This is not good at all. Lastpass (the rather excellent Password management system) has potentially been compromised, and although the Lastpass team were quick to spot the shenanigans taking place they’ve advised users to change their master password (in fact, they’re intending to force password changes for all).
As the Lastpass team notes:
If you have a strong, non-dictionary based password or pass phrase, this shouldn’t impact you – the potential threat here is brute forcing your master password using dictionary words, then going to LastPass with that password to get your data.

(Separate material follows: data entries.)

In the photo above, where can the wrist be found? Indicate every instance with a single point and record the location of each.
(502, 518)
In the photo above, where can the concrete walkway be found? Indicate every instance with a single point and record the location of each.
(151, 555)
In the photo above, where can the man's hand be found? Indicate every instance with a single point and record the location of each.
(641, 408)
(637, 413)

Unfortunately not everyone picks a master password that’s immune to brute forcing.
This is why you don’t set your master password to “password”. Their swift response to the possible attack is rather heartening, so kudos for that. If you weren’t using a strong master password previously, take this as the warning shot that you really should do something about it next time you login to your Lastpass account.
Update: It seems many users are having issues logging in to their Lastpass accounts since changes were made to prevent unauthorised access. Here are some tips posted by users to the Lastpass blog, these may be useful to you:
1) For all of you who are affected by the “Your account settings have restricted you from logging in from this mobile device.” problem: I was able to login with one of my One-Time-Passwords I had generated when I set up the account. I was then asked again to change my master password, but this time I was asked for grid authentication, and after passing this the change succeeded. – Anon
2) If you get this message: An error occurred while retrieving your accounts. Close all of your browsers, clear cookies and log in again. It worked for me. – Anon
3) Ok so I got pwned by this message: “Your account settings have restricted you from logging in from this mobile device.” and had to delete and recreate my account. Here is how I did it.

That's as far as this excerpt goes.